Estavam certos. Tanto que as guerras prosseguiram, culminando na mais sangrenta delas, a II Guerra Mundial (1939-1945) e as revoluções Russa de 1917 (de Lenin e Stalin) e Chinesa, de 1939, de Mao Tse Tung. Por todo o conjunto das forças geopolíticas internacionais que continuam em ebulição, olho vivo com Trump, Macron e companhia. No jogo diplomático ninguém é totalmente amigo ou inimigo. Apenas competidores. A paz é, simplesmente, o resultado do equilíbrio (momentâneo) entre “soft power” (a via diplomática) e o “hard power” (ações incisivas) latentes.
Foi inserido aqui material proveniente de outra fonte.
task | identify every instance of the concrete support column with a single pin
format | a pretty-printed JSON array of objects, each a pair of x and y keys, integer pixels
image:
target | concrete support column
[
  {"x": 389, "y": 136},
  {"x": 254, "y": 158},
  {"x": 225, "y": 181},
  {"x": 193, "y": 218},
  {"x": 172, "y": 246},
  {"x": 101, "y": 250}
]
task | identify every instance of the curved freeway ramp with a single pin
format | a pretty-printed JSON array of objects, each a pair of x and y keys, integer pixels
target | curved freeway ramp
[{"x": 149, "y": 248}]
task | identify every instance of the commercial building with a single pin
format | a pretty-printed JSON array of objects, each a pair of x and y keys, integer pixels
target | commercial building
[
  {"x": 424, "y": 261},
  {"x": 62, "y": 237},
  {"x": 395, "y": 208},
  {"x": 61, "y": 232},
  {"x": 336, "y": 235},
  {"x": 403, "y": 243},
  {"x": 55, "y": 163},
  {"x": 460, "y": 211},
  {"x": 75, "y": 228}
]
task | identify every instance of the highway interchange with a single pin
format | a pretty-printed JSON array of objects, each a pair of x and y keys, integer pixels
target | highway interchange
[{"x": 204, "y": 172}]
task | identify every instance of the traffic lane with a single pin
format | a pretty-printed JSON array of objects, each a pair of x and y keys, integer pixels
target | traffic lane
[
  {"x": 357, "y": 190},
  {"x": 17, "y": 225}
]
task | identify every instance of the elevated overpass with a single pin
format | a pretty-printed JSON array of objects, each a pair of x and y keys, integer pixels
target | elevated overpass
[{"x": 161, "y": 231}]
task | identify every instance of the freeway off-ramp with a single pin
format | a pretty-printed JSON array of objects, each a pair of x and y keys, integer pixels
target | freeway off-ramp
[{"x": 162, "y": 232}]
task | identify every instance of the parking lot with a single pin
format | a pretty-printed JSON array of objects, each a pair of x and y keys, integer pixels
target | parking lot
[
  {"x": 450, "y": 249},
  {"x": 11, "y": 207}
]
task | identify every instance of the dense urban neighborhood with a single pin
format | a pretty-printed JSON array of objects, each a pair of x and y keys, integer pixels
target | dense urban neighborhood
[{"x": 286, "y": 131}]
Um bilhão de euros para início de conversa
Por fim quero deixar claro concordar inteiramente com a recusa do presidente Jair Bolsonaro em receber a “ajuda” de 20 milhões de dólares para o combate a incêndios na Amazônia. Ora, 20 milhões em nada contribuem efetivamente para a contenção de queimadas. O problema é muito maior. O que efetivamente ajudaria seria os países do G7, em summits permanentes, juntar-se ao Fundo Amazônia e, a partir de um capital de um bilhão de euros, ajudar o Brasil no financiamento de projetos de desenvolvimento não apenas na áreas constituída pelo “arco do fogo” mas em toda a o complexo amazônico objeto da expansão das novas fronteiras agropecuárias.
Não se pode perder o foco: ao contrário de ações paliativas, só o desenvolvimento econômico sustentável trará estabilidade geopolítica e garantia de preservação da região. O Brasil é permanentemente vítima de disputas incidentes “vigorosamente sobre o Brasil”, conforme Bertha Becker, pela razão fundamental de que “três grandes eldorados podem ser reconhecidos contemporaneamente:os fundos oceânicos ainda não regulamentados, a Antártida, partilhada entre as potências, e a Amazônia, único a pertencer, em sua maior parte, a um só Estado Nacional”.
Ao que a realidade histórica o demonstra, contundente realidade que o governo brasileiro teima em não reconhecer.